Emergency service access and the impact of compliance with General Conditions on VoIP providers

Introduction

VoIP services enable voice, data and multimedia services to be provided over a broadband Internet connection. This study focuses on the provision of voice call services, which is the feature common to all types of VoIP services.

There are four main types of VoIP voice call service: peer-to-peer services to make and receive voice calls over the Internet only, usually within the same application community; VoIP Out services to make voice calls over the Internet to the PSTN (Public Switched Telephony Network, the standard public phone network), but not to receive calls from the PSTN; VoIP In services to receive voice calls over the Internet from the PSTN, but not to make calls to the PSTN. Customers can be allocated an ordinary geographic number or a VoIP number (056); and VoIP In and Out services to receive voice calls over the Internet from the PSTN and to make voice calls over the Internet to the PSTN. Customers can be allocated an ordinary geographic number or a VoIP number (056).

This study considers the impact on VoIP providers of providing access to emergency services. Some providers surveyed provide VoIP and broadband (referred to as on-net VoIP providers), others offer a VoIP service only (referred to as Internet-based VoIP providers) and others are wholesale VoIP providers. For those that do not currently provide access to emergency services, there is implied cost in enabling and properly administering emergency service access, as well as extra cost in call delivery. However, it is not simply the cost of calls and of the infrastructure necessary to make 999 calls that is relevant.
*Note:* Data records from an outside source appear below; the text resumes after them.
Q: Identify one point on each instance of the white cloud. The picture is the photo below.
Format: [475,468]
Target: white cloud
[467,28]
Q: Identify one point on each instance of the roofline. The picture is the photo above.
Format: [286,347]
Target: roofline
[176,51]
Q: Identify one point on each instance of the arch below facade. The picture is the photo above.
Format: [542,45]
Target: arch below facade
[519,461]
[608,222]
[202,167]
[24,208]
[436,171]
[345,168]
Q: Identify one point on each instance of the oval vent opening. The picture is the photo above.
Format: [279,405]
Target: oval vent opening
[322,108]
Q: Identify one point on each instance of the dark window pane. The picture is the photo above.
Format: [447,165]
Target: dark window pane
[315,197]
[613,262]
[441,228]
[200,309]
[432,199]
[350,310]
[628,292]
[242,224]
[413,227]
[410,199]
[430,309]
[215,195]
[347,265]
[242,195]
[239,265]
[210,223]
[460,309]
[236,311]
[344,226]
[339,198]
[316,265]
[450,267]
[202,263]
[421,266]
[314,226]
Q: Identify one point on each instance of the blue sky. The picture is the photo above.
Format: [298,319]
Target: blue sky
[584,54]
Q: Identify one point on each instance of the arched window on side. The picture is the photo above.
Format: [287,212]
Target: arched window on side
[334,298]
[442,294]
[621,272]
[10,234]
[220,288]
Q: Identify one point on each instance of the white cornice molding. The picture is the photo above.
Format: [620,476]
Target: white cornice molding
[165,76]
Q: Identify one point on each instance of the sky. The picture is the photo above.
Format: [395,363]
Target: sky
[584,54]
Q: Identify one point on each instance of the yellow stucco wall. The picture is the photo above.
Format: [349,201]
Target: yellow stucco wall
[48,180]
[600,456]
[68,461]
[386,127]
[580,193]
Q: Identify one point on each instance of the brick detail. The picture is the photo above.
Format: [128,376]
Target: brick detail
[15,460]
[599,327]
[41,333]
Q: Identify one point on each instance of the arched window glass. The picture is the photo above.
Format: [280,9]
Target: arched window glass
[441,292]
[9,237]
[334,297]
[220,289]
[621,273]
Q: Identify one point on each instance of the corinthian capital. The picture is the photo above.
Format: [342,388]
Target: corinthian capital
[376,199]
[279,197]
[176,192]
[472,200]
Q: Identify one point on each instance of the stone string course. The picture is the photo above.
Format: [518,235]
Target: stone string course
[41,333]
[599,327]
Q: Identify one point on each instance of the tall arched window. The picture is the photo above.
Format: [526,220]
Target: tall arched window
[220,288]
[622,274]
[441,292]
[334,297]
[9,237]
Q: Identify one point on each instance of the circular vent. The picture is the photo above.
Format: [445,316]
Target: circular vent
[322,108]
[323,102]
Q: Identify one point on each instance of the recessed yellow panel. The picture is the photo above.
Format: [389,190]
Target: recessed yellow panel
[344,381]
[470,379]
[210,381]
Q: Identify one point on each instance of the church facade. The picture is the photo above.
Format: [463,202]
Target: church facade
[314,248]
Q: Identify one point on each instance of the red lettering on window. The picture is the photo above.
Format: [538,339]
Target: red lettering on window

One of the features of current European legislation means that if a VoIP service is available to the public, allows calls to and from ordinary national and international phone numbers, and provides emergency service access then it is likely to be considered a Publicly Available Telephone Service (PATS). PATS are subject to additional regulations (defined in terms of a set of general conditions) that place certain obligations on providers (e.g. a certain level of network integrity). This study also considers the consequential impact on VoIP providers of having to meet the general conditions for PATS.